DPOD cell member is using NUMA (Non-Uniform Memory Access) technology.
The default cell member configuration binds DPOD's agent to NUMA node 0 and the Store's nodes to NUMA node 1.
If the server has 4 CPUs, the user should update the service files of nodes 2 and 3 and change the bound NUMA nodes to 2 and 3 respectively.
To identify the amount of CPUs installed on the server, use the NUMA utility:
numactl -s Expected output: policy: default preferred node: current physcpubind: 0 1 2 3 4 5 6 7 8 9 10 11 12 13 14 15 16 17 18 19 20 21 22 23 24 25 26 27 28 29 30 31 32 33 34 35 36 37 38 39 40 41 42 43 44 45 46 47 48 49 50 51 52 53 54 55 56 57 58 59 60 61 62 63 64 65 66 67 68 69 70 71 72 73 74 75 76 77 78 79 80 81 82 83 84 85 86 87 88 89 90 91 92 93 94 95 96 97 98 99 100 101 102 103 104 105 106 107 108 109 110 111 112 113 114 115 116 117 118 119 120 121 122 123 124 125 126 127 128 129 130 131 132 133 134 135 136 137 138 139 140 141 142 143 cpubind: 0 1 2 3 nodebind: 0 1 2 3 membind: 0 1 2 3 |
Note: In case the cell member has only 2 CPUs - skip this step.

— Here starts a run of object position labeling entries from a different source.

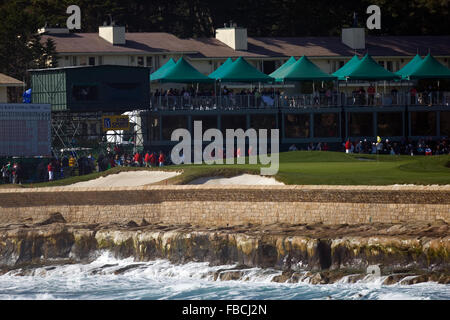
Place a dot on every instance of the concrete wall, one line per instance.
(232, 205)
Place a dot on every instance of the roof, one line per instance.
(304, 69)
(369, 69)
(160, 72)
(114, 66)
(183, 72)
(258, 47)
(242, 71)
(279, 71)
(221, 69)
(343, 71)
(406, 70)
(9, 81)
(429, 68)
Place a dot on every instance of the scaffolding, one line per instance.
(78, 131)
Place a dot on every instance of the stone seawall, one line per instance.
(230, 205)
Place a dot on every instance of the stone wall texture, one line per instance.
(230, 205)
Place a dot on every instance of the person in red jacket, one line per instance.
(161, 159)
(153, 159)
(147, 160)
(348, 146)
(137, 159)
(50, 169)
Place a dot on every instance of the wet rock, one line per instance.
(355, 278)
(284, 277)
(231, 275)
(318, 278)
(53, 218)
(127, 268)
(414, 280)
(444, 279)
(394, 278)
(131, 224)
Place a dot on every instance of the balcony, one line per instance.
(301, 101)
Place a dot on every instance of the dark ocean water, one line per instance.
(106, 278)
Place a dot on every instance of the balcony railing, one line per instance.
(235, 102)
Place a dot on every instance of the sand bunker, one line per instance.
(127, 179)
(244, 179)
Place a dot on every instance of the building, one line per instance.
(112, 45)
(10, 89)
(80, 96)
(298, 124)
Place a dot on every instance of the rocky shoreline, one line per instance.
(406, 253)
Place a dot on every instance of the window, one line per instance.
(85, 92)
(149, 61)
(268, 66)
(389, 66)
(297, 125)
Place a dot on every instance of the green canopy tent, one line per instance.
(216, 74)
(410, 66)
(161, 71)
(368, 69)
(183, 72)
(429, 68)
(340, 74)
(242, 71)
(303, 70)
(283, 67)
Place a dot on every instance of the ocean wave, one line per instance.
(111, 278)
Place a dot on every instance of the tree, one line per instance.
(20, 45)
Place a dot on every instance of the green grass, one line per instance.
(314, 167)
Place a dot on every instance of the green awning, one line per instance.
(369, 69)
(160, 72)
(406, 70)
(340, 74)
(303, 70)
(216, 74)
(429, 68)
(279, 71)
(183, 72)
(242, 71)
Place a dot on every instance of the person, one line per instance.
(137, 159)
(147, 160)
(328, 96)
(394, 95)
(5, 173)
(413, 93)
(348, 146)
(371, 93)
(362, 96)
(161, 159)
(50, 170)
(152, 159)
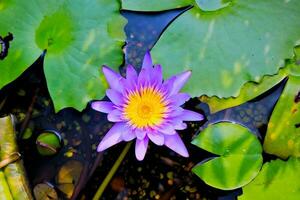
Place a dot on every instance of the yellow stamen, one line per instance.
(145, 108)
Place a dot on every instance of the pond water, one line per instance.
(77, 170)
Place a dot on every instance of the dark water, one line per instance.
(162, 175)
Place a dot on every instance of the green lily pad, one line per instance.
(251, 90)
(283, 137)
(240, 42)
(79, 37)
(277, 180)
(239, 159)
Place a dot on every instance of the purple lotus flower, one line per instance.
(143, 106)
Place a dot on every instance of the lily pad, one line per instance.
(252, 90)
(277, 180)
(79, 37)
(283, 137)
(240, 42)
(239, 156)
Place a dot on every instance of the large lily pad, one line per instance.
(239, 159)
(277, 180)
(228, 43)
(79, 37)
(283, 137)
(252, 89)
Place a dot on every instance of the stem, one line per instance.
(112, 172)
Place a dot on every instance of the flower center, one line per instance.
(145, 107)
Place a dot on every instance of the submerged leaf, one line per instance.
(79, 36)
(239, 158)
(282, 137)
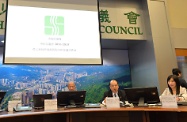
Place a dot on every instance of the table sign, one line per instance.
(112, 102)
(169, 101)
(12, 104)
(50, 104)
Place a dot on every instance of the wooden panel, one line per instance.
(163, 116)
(181, 52)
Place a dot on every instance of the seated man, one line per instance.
(114, 92)
(71, 86)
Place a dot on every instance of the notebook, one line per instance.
(38, 100)
(92, 105)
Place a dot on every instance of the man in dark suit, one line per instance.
(114, 92)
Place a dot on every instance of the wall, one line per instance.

To update the service files, execute the following command:
sed -i 's#/usr/bin/numactl --membind=1 --cpunodebind=1#/usr/bin/numactl --membind=2 --cpunodebind=2#g' /etc/init.d/MonTier-es-raw-trans-Node-2 sed -i 's#/usr/bin/numactl --membind=1 --cpunodebind=1#/usr/bin/numactl --membind=3 --cpunodebind=3#g' /etc/init.d/MonTier-es-raw-trans-Node-3 |
After a successful federation, you will be able to see the new federated cell member in the Manage → System → Nodes page.
For example:
Also, the new agents will be shown in the agents list in the Manage → Internal Health → Agents page:
Configure the monitored gateways to use the federated cells agents. Please follow instructions on Adding Monitored Devices.